Earlier this month, the entertainment industry was stunned by the news of the tragic and untimely passing of actor, Philip Seymour Hoffman. Famous for his on-screen acting roles, as well as his successful theater and directing abilities, he will also be known by those close to him for one unfortunate, and avoidable, reason: his estate planning mistakes.

Hoffman executed his will 10 years ago, and has since grown his estate to the value of $35 million. At the time of his death, he left a significant portion of his estate to his oldest child, Cooper, and the rest to his longtime partner Mimi O’Donnell, the mother of Cooper and the couple’s other two children. Unfortunately, due to how his estate planning was done, the amount of federal and state taxes on his estate could very well be 40% of its entire value.

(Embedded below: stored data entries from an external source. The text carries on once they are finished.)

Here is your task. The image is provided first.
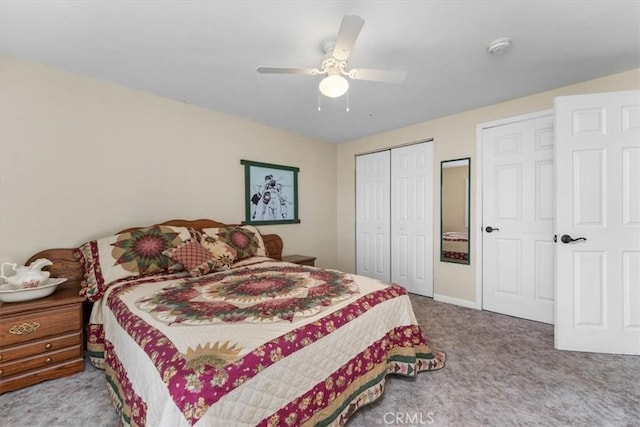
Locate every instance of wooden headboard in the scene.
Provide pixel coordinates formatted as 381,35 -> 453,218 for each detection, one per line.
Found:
24,219 -> 283,282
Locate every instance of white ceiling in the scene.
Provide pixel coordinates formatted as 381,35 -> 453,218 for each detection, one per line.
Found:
1,1 -> 639,143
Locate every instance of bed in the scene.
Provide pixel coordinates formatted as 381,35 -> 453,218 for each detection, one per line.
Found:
28,219 -> 444,426
441,231 -> 469,263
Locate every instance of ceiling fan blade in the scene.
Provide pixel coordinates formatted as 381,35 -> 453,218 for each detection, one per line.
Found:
256,67 -> 322,76
348,68 -> 407,83
332,15 -> 365,61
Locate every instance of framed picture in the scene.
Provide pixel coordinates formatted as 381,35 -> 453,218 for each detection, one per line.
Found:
241,159 -> 300,225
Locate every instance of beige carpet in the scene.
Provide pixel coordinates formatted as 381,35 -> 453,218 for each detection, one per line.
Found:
1,295 -> 638,426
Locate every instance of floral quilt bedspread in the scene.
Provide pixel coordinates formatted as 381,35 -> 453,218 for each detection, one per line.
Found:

Even though a $35 million estate is well beyond the reach of the average individual, there are lessons to be learned from Philip Seymour Hoffman’s estate planning (or lack thereof) that can be applied by everyone.

Marriage Can Save Your Loved Ones Big-Time

Marital status is arguably the most expensive mistake that large estate holders can make. If a couple is not married at the time of one’s death, the estate (minus small tax exemptions) is susceptible to a 40% tax rate. For example, if Hoffman had been married to O’Donnell, $12 million less would have ended up in the hands of the IRS and would have been available for Hoffman’s loved ones.

In addition, estate planning is much simpler for married couples. In general, states allow spouses to receive most of the estate even if there is no will. If a couple is not married, though, the majority if not all of the estate will pass to an individual’s children or parents, which could leave a long-time significant other, such as O’Donnell, with no financial support.

It goes without saying that there is much more than finances to consider when it comes to deciding to marry, but it is important to realize that it is one definite way to ensure future financial security for loved ones.